My aunt also went on to tell me the real story of Marta’s life, one that has since been corroborated by other family members. It’s a story of devastating loss, betrayal, of rape by an uncle and a prison guard, of an abusive marriage. By any standard, it is a far more heart-wrenching tale than the one Marta put forth to me.

Slowly, I began to realize that the true story was one Marta simply couldn’t bear to tell.

“But why did she have to lie?” I asked my aunt. “Couldn’t she have just said nothing?”

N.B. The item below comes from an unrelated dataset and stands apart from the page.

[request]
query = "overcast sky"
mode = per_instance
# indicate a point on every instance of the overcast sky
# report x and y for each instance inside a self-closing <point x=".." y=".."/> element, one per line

Truth is, I knew the answer to that question. Marta needed to tell me something. She needed my sympathy and needed me to understand why she was the way she was. Every lie she told – from how much a bag of apples had cost her at the grocery store to the year she was born – was a deflection, a protective measure meant to soothe the pain from the unmentionable. With her lies, she was able to create a mosaic that showed truth from a distance and enabled her in some way to right the wrongs that had been visited upon her.

The unlovable was taken in and loved.
The rape victim was to become a nun.
The ugliness Marta felt inside was transformed by an artist’s portrait.
And in the end, Marta became the Virgin Mary.

That was the truth Marta needed to tell and she was sticking to it. I imagine she felt she had to because to contemplate the facts was too much for her.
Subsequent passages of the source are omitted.